Last night President Obama announced that given the recent departure of troops from Iraq and the lessening action in Afghanistan, the U.S. military planned to turn its attention to the second greatest threat to national security; declaring war on Fright. The War on Fright will not only be fought against the abstract idea of “fright” but also against actions and concepts that are classified by the, newly created, Department to Protect Pleasantness as “bone-chilling” and/or “spooky.” The government has also stated that although goblins and monsters are real concerns, the main combatants that will be targeted by the War on Fright will be ghosts, religiously motivated serial killers, and blonde haired girls age 6 to 9 who seem to be “just a little bit off”.
The Treasury Department has also stated in a recent report that they plan to “place an official embargo against things that go bump in the night.”

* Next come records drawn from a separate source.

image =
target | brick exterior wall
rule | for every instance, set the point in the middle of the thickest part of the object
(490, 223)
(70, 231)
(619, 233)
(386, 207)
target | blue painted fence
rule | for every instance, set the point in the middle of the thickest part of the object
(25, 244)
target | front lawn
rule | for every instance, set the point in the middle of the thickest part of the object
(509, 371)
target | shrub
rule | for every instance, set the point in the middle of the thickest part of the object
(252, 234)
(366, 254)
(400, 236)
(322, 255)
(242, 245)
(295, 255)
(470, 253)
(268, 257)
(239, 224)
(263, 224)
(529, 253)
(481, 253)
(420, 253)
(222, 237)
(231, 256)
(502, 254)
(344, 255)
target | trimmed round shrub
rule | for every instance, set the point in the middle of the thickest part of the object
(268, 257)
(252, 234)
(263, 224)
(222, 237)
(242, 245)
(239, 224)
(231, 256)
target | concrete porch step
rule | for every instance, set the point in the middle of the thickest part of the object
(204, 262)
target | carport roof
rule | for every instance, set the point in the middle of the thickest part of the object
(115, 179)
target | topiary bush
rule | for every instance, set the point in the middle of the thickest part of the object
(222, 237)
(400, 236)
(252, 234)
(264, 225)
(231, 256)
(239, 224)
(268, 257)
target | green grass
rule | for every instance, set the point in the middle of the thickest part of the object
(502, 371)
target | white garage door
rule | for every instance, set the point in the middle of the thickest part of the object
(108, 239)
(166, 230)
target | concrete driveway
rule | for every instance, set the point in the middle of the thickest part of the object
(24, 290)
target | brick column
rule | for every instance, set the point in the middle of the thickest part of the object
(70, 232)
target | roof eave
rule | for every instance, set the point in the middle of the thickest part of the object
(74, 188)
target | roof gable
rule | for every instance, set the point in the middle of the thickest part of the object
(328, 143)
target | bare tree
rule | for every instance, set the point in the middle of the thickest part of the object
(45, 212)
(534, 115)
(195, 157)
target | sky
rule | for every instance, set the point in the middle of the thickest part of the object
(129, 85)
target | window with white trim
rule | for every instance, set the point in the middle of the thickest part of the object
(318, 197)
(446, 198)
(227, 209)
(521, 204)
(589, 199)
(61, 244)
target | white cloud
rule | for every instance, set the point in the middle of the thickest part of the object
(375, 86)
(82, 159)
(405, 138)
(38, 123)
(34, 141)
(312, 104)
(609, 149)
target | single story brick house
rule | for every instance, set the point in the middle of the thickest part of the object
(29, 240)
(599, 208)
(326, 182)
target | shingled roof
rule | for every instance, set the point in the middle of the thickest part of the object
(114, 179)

The President tried to assure the American people that the war was in the country’s best interest and that their day-to-day lives would not change a great deal. However, the Department to Protect Pleasantness has stated that it plans to enact two new laws during wartime. First, any person (regardless of citizen status) can be detained in military custody if they begin a story by placing a flashlight under their chin. Second, it will be illegal for an individual to abruptly stop mid-conservation, stare at his or her friend and say “Did you hear that?!”
Congress further justified military action by citing Fright’s first act of war; an ominous creaking noise coming from the weird storage closet upstairs. They claimed the situation is currently being handled by the War on Fright’s first line of defense: America’s skilled and trusted dads with Louisville Sluggers.
President Obama concluded his announcement by alluding to Franklin Delano Roosevelt’s famous inaugural speech. The president eloquently stated, “The only thing we have to fear is fear itself; so it’s about time we attacked fear.”